Kawa - czarne złoto afrykańskich władców
Mało kto wie, że ten najpopularniejszy na świecie napój, spożywany dziś przez miliony osób we wszystkich krajach, swoje początki przechodził bardzo burzliwie. W jego historii nie brakuje biedy, okrucieństwa, przemocy i krwi.
Nasiona kawy pochodzą z terenów tzw. Rogu Afryki i Półwyspu Arabskiego - to tam tysiąc lat p.n.e. zostały przyuważone zwierzęta, które po obgryzieniu owoców z dotychczas nieznanego krzewu stawały się wyjątkowo pobudzone. Miejscowi ludzie stwierdzili, że podobny wpływ owa roślina ma na organizm człowieka. Nie do końca jasna jest geneza nazwy “kawa”, która wywodzi się z języka arabskiego, tureckiego, bądź regionu w Etiopii, znanego z jej uprawy.
Człowiek, poznając właściwości owoców kawowca, w pierwszej kolejności wykorzystywał ziarna tej niezwykłej rośliny do wyrobu specyfiku, pomagającego osiągnąć lepsze rezultaty w walce.
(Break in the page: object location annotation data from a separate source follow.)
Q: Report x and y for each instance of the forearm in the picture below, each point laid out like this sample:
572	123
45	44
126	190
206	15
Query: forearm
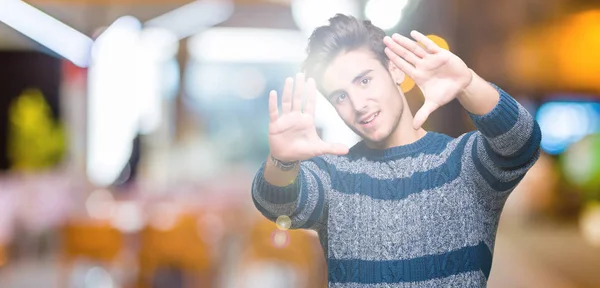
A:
278	177
479	97
302	198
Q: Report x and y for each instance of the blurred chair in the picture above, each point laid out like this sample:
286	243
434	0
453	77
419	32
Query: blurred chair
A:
176	248
95	241
290	258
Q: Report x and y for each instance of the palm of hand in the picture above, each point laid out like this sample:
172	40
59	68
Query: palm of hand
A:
293	135
439	73
441	77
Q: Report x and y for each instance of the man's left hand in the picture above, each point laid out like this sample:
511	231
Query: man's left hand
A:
439	73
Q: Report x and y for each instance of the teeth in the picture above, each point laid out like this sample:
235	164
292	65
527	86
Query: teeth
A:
370	119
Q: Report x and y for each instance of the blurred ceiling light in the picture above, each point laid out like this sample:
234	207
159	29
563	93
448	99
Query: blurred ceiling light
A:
128	217
100	204
46	30
248	45
310	14
113	112
385	14
564	123
193	17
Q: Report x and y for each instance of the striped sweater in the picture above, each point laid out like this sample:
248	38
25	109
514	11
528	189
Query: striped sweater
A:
419	215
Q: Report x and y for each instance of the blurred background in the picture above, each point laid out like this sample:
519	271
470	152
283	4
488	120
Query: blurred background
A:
130	133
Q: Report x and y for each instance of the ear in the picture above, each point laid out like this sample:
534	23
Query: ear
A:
397	74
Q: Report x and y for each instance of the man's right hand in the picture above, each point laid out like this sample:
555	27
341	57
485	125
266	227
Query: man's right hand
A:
292	134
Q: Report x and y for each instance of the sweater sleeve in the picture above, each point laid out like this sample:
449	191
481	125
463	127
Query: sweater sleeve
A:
506	145
304	200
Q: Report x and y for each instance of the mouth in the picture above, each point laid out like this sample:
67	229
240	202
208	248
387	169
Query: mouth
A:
369	119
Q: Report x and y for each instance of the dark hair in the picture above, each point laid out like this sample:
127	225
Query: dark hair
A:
343	34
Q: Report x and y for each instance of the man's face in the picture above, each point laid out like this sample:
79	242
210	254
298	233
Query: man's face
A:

Początkowo nie był to napar, lecz kulki formowane z mazi powstałej po wymieszaniu zmiażdżonych owoców kawowca i tłuszczu zwierzęcego. Zwyczaj picia kawy zaczął rozpowszechniać się wiele wieków później i nie wiadomo, kto skosztował jej w pierwszej kolejności.
Kawa stopniowo rozpowszechniała się po całym świecie, łącznie z Europą i wszędzie napotykała na stanowczy opór ze względu na swoje pochodzenie, uznawane za pogańskie. Mimo budzących kontrowersji, dzięki swoim właściwościom zdobywała jednak coraz szersze uznanie i w końcu, na przełomie XVIII i XIX w. stała się jednym z najpopularniejszych i najcenniejszych towarów importowanych z Afryki i innych krajów z okolic równika. Niestety, dzięki ogromnemu popytowi i idącym za nim pieniądzem, stała się w tych czasach powodem do wielu konfliktów. Państwa, posiadające warunki klimatyczne umożliwiające jej uprawę rosły w siłę i były podbijane przez inne, kierowane chęcią zysku.
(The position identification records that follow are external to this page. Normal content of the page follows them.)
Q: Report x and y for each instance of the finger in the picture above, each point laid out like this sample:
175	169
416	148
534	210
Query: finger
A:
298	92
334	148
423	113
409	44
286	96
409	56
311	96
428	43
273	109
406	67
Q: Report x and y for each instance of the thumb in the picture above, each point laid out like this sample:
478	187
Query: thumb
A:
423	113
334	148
Z czasem rzeczywistość i ludzka natura sprawiły, że również w przypadku kawy, rdzenni jej odkrywcy wielokrotnie pogrążyli się w biedzie, świadcząc w ubóstwie często niewolniczą pracę na rzecz bogatych baorów, sprowadzających ją na stary kontynent. Niestety, istnieją przesłanki świadczące o tym, że proceder taki występuje nadal.
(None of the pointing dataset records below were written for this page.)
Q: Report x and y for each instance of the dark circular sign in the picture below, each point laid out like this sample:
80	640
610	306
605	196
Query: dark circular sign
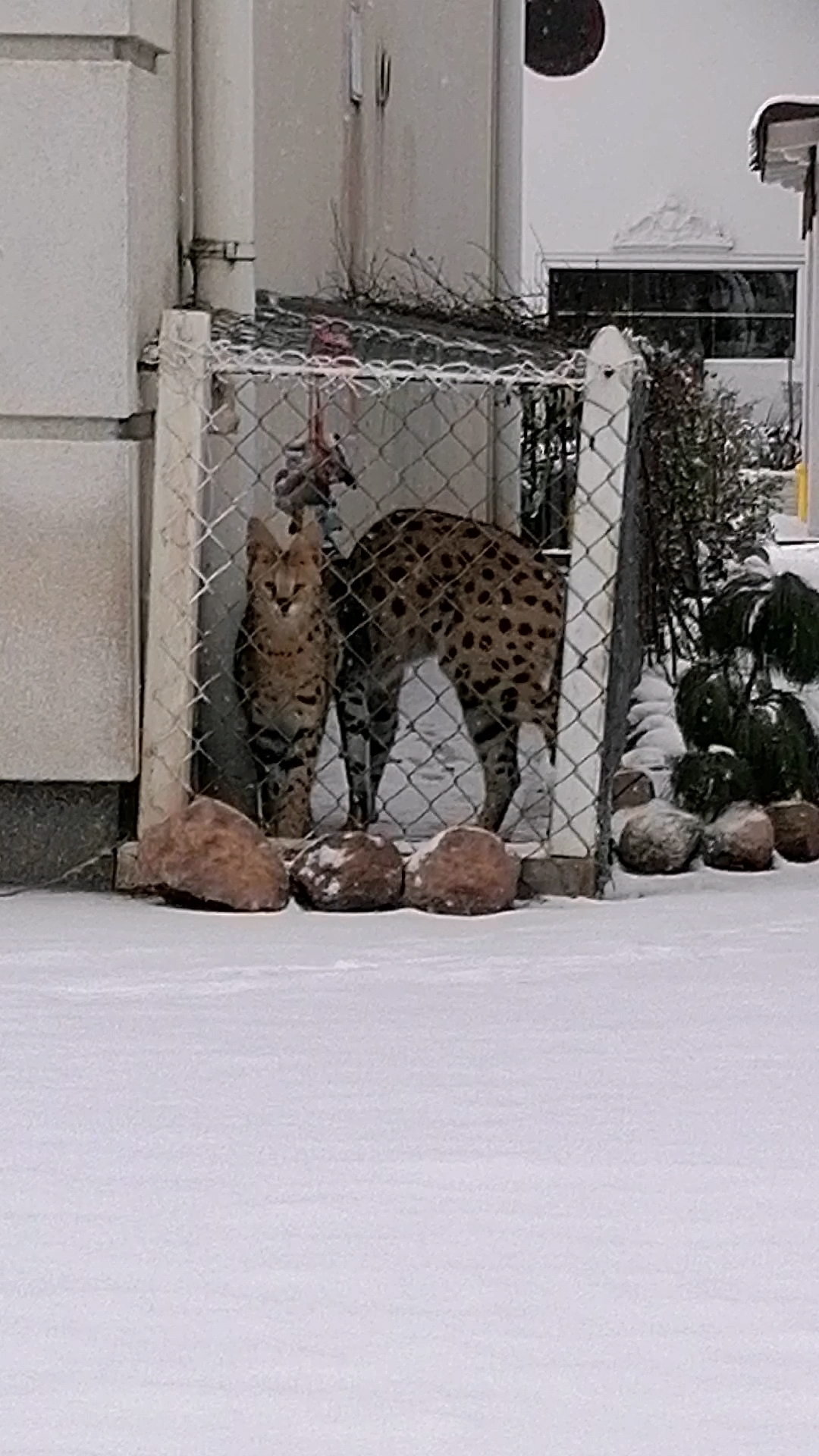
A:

Ania22 - wtorek, 17 lutego 2015, godz. 11:33
Chyba taka już ludzka natura, że gdzie jest pieniądz, tam jest i rozlana krew. Nie wiedziałam, że było to przy kawie aż na taką skalę… Trochę to smutne, tym bardziej, że kawa jest moim ulubionym napojem i ciężko byłoby się z niej wycofać.
Krystian - wtorek, 17 lutego 2015, godz. 18:51
Ania, Twoja rezygnacja z kawy nic by nie dała. Po pierwsze, niewolnictwo to już nie nasze czasy. Wierzę, że nadal przy uprawie kawy bywa ogromny wyzysk, ale na pewno nie dzieje się to już na aż tak dużą skalę. Poza tym, czy rezygnacja z kawy pojedynczej jednostki cokolwiek by dała? Przecież to kropla w morzu.
Ania22 - środa, 25 lutego 2015, godz. 12:05
Pewnie masz rację, ale ja nic nie poradzę na to, że zawsze jak przeczytam takie rzeczy, to biorę je sobie bardzo do serca! Teraz wyjdzie na to, że będę musiała w końcu przestać pić kawę, bo za każdym razem będę miała coraz większe wyrzuty sumienia...
Marek Cisek - czwartek, 26 lutego 2015, godz. 08:52
To przerzuć się na kawę zbożową - jej uprawa nie jest skoncentrowana wyłącznie w tak wąskim paśmie klimatycznym, przez co chyba wyzysku było tu znacznie mniej ;-)
Ania22 - piątek, 27 lutego 2015, godz. 11:25
Marek Twój pomysł nie jest zły, ale niestety smak kawy zbożowej znacznie odbiega od mojego ulubionego espresso. Nie wyobrażam sobie, żeby mogła być ona jakimś jego substytutem.